How to replicate dynamic nested dictionaries
Closed this issue · 3 comments
I am evaluating pysyncobj for state replication in our cluster. We have a dictionary of resource states where state corresponding to each resource is a dictionary again. For example
resource = { # Sample resource state
'id': 'resourceId1'
'maxCapacity': 100,
'allocatedCapacity': 20
'resourceCapabilities': {
}
}
resources = { # Dictionary of resource states
'id1': resource1,
'id2': resource2
}
Background about the service:
We have a resource allocation service to which the resources register dynamically when they come up providing their capabilities. This state needs to be replicated across the cluster. When one of the servers gets a job, it allocates the least loaded resource that can handle the job and also updates the resource capacity utilization.
I have created resources as an instance of ReplDict. This is added as a consumer while creating the pysyncobj. When a resource registers with the service dynamically, I create a resource object which again is an instance of ReplDict. Then I add this object into the resources dictionary with key being the resource id. When I do this it fails with an exception that looks like this
"/usr/local/lib/python3.6/site-packages/pysyncobj/syncobj.py", line 1387, in newFunc
funcName = self._syncObj._getFuncName((consumerId, func.name))
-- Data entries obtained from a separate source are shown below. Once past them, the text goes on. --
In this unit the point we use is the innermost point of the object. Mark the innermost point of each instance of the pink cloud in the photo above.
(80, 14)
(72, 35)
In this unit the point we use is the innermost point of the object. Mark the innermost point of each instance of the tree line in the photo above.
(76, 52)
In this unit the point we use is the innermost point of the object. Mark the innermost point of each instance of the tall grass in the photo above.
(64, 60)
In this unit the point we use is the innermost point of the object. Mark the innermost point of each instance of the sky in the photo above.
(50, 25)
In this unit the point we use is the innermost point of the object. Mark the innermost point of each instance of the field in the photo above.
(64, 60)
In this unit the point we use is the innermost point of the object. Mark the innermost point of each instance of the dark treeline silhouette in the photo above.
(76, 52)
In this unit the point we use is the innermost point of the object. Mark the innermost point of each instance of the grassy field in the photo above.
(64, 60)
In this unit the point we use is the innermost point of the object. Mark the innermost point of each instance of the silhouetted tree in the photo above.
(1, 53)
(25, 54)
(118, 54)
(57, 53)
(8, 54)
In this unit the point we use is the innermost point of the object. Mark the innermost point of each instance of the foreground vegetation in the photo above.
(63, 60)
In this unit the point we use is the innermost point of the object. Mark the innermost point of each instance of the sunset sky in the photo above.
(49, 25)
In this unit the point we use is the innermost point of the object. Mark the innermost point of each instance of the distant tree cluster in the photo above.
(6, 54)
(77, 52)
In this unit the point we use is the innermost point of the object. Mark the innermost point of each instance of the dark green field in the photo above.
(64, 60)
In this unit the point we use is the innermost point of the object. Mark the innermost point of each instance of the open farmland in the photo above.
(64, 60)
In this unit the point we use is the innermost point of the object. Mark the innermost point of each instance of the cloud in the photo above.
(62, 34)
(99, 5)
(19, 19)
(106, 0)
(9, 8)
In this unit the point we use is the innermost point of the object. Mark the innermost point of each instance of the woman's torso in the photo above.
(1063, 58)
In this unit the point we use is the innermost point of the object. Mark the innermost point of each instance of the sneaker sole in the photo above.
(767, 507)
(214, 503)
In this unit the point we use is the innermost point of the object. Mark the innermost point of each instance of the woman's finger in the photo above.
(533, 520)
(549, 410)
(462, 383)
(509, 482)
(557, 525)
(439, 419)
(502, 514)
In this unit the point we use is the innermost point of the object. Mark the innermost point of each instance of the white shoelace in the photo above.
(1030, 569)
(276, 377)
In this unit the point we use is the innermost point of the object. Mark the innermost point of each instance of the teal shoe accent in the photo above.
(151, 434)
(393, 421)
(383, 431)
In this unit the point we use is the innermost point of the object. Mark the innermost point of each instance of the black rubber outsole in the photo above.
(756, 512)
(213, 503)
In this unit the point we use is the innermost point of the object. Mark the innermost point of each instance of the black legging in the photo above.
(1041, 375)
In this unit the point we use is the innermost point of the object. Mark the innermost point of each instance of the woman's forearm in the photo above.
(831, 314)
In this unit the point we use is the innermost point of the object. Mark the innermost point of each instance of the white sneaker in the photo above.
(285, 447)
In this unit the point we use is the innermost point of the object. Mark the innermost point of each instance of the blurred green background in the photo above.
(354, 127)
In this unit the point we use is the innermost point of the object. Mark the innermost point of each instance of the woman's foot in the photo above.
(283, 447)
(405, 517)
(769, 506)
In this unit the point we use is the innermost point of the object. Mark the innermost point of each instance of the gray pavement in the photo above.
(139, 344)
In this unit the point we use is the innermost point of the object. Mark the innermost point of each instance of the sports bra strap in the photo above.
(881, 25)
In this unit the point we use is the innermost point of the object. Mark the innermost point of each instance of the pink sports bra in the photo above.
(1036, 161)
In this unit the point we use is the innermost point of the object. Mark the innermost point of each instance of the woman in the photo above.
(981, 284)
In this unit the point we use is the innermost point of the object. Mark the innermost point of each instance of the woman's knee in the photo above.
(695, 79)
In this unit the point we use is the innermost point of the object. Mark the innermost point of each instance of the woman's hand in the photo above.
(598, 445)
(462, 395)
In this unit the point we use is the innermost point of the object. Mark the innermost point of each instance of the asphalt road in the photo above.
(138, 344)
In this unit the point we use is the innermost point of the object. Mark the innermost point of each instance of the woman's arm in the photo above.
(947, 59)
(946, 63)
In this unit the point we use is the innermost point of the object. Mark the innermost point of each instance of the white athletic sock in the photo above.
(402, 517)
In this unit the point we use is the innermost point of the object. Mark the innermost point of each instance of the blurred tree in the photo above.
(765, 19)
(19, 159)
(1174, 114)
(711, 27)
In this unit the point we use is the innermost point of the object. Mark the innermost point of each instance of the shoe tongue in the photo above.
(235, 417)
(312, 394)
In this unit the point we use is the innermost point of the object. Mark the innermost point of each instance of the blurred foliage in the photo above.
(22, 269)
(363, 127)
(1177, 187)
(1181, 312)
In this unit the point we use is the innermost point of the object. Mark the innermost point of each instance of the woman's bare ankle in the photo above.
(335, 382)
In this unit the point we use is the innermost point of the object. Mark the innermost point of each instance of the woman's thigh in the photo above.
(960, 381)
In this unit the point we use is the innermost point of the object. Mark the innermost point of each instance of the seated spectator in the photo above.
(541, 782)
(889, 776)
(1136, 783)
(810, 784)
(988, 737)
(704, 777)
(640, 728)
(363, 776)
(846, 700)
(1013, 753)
AttributeError: 'NoneType' object has no attribute '_getFuncName'
To me it looks like you can only update a resource thats been registered as a consumer while creating the SyncObj. Is that the case? Is there a way to replicate a dynamically updated nested dictionary?
To me it looks like you can only update a resource thats been registered as a consumer while creating the SyncObj. Is that the case?
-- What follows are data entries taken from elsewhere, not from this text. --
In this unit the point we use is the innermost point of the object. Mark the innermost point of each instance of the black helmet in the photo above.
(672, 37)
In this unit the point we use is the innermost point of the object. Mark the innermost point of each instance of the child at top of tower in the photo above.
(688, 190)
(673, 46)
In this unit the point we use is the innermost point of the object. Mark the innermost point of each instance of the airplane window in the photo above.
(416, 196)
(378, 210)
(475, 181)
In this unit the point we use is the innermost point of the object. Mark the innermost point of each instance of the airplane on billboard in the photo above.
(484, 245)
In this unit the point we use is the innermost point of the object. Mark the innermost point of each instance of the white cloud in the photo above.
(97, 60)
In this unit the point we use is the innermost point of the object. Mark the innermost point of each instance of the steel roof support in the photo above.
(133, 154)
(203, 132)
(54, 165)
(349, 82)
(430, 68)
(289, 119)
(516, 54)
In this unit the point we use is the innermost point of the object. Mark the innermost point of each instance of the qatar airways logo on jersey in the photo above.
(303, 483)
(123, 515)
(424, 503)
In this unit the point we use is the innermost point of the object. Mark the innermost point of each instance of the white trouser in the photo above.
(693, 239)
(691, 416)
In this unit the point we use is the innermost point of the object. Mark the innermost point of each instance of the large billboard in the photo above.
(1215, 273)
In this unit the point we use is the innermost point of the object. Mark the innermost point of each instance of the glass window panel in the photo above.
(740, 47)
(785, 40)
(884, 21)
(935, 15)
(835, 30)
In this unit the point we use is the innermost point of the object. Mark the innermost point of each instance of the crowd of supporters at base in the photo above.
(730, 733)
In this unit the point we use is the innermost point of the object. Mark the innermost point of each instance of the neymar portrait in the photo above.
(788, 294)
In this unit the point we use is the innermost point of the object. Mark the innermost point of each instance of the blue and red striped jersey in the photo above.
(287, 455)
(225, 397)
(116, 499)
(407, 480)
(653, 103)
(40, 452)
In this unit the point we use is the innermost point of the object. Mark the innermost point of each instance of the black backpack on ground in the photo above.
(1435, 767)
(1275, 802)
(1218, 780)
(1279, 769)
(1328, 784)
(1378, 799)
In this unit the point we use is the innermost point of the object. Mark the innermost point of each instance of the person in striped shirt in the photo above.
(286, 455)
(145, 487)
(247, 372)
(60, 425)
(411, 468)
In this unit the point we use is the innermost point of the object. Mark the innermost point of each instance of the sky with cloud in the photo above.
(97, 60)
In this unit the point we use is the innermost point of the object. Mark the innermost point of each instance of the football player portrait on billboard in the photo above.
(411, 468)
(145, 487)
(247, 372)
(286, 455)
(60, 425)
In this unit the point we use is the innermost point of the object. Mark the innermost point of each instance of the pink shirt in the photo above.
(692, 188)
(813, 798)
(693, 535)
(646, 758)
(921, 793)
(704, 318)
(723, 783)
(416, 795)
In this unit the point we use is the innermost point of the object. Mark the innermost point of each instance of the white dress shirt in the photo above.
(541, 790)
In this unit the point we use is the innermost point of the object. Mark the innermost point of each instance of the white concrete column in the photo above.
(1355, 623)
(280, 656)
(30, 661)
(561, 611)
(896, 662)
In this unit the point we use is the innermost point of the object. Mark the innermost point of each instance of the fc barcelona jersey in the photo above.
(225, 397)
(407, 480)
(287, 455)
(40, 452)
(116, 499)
Yep, currently there is no ability to add consumers dynamically. For your situation you can write a custom consumer, eg:
class Resources(SyncObjConsumer):
def __init__(self):
super(Resources, self).__init__()
self.__resources = {}
@replicated
def addResource(self, resourceID, initialData):
self.__resources[resourceID] = initialData
@replicated
def setResourceValue(self, resourceID, key, value):
self.__resources[resourceID][key] = value
@replicated
def updateResourceValues(self, resourceID, newResourceData):
self.__resources[resourceID].update(newResourceData)
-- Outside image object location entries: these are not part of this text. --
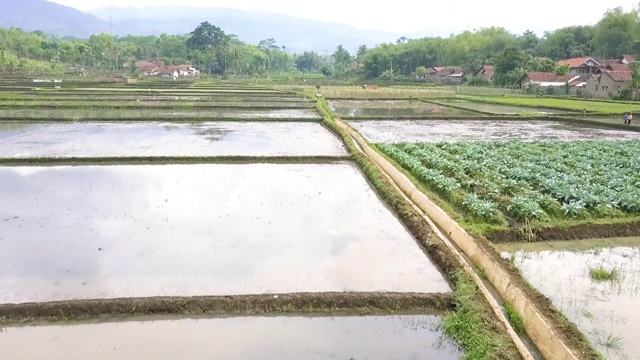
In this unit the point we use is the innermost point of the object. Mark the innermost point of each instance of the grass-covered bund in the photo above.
(599, 107)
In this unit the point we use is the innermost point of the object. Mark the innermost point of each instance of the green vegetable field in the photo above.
(536, 181)
(565, 104)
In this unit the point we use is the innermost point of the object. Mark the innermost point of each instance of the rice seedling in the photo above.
(602, 274)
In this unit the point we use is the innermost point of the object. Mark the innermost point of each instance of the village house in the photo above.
(445, 74)
(159, 68)
(434, 70)
(578, 84)
(544, 80)
(627, 59)
(486, 73)
(607, 84)
(580, 66)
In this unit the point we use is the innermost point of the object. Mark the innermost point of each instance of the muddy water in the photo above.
(181, 230)
(502, 109)
(389, 337)
(606, 312)
(80, 114)
(20, 140)
(389, 131)
(391, 108)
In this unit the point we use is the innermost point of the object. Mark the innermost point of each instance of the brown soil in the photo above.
(565, 329)
(428, 240)
(576, 232)
(161, 160)
(368, 303)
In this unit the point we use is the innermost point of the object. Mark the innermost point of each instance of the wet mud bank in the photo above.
(575, 232)
(169, 160)
(469, 304)
(554, 336)
(327, 303)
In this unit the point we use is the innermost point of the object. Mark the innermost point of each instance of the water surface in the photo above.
(24, 140)
(388, 337)
(606, 312)
(182, 230)
(391, 108)
(389, 131)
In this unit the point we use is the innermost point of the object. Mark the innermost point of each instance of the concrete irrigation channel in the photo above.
(245, 225)
(539, 328)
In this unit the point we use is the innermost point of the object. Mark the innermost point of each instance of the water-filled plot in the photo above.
(501, 109)
(128, 139)
(596, 289)
(389, 131)
(391, 108)
(158, 114)
(295, 337)
(90, 232)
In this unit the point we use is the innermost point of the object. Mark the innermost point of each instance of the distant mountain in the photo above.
(30, 15)
(296, 34)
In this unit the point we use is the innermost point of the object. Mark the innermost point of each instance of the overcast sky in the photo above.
(415, 15)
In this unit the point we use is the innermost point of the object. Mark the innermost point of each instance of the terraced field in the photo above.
(191, 214)
(527, 185)
(192, 219)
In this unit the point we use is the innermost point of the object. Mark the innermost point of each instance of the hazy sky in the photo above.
(415, 15)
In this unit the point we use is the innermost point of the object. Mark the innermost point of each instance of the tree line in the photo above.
(213, 51)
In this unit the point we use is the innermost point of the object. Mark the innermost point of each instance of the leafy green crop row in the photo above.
(566, 104)
(529, 180)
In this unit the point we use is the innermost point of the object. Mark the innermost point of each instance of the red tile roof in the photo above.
(487, 69)
(629, 58)
(619, 67)
(607, 62)
(548, 77)
(619, 76)
(444, 72)
(579, 79)
(576, 62)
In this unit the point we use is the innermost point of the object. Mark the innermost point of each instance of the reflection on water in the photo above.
(391, 108)
(167, 139)
(602, 310)
(181, 230)
(389, 131)
(81, 114)
(389, 337)
(502, 109)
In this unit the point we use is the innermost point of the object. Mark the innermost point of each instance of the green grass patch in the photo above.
(473, 324)
(467, 325)
(562, 104)
(514, 318)
(601, 274)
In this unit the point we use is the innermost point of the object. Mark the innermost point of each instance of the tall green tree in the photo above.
(510, 66)
(211, 40)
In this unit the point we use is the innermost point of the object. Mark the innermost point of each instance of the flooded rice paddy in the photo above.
(606, 311)
(165, 114)
(295, 337)
(501, 109)
(391, 108)
(68, 139)
(180, 230)
(389, 131)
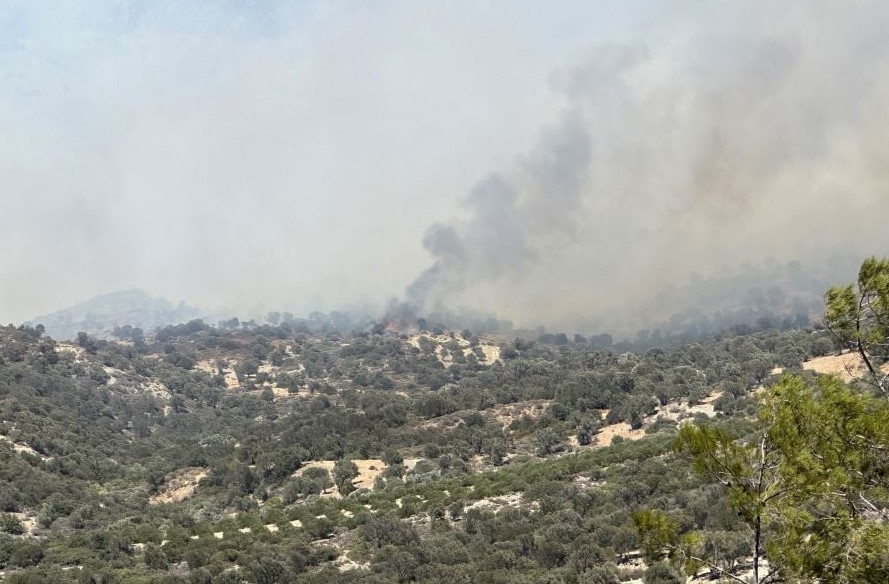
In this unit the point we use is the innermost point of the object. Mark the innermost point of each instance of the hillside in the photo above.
(271, 455)
(100, 315)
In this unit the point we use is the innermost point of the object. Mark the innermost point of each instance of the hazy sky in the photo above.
(299, 154)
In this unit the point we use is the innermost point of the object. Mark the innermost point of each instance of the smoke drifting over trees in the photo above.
(716, 143)
(307, 159)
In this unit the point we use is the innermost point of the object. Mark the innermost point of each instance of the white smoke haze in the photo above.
(547, 164)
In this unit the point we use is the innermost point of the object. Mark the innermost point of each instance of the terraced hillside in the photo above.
(275, 455)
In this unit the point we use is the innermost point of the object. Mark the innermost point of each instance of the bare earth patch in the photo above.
(368, 470)
(508, 413)
(847, 366)
(179, 486)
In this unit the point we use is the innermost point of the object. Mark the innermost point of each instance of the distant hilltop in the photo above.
(98, 316)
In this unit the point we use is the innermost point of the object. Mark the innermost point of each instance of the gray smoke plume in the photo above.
(733, 135)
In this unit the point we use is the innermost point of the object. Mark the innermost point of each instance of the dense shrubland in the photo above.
(512, 483)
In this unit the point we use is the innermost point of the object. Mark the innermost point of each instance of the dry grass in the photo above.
(179, 486)
(368, 470)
def getResource(self, resourceID):
return self.__resources[resourceID]
And use it like:
r.addResource('id1', {
'id': 'id1',
'maxCapacity': 100,
'allocatedCapacity': 20,
'resourceCapabilities': {
}
})
r.setResourceValue('id1', 'maxCapacity', 200)
@bakwc That works. Thanks a lot for taking time to suggest this solution.
As there is an alternate way to achieve this I am closing this ticket.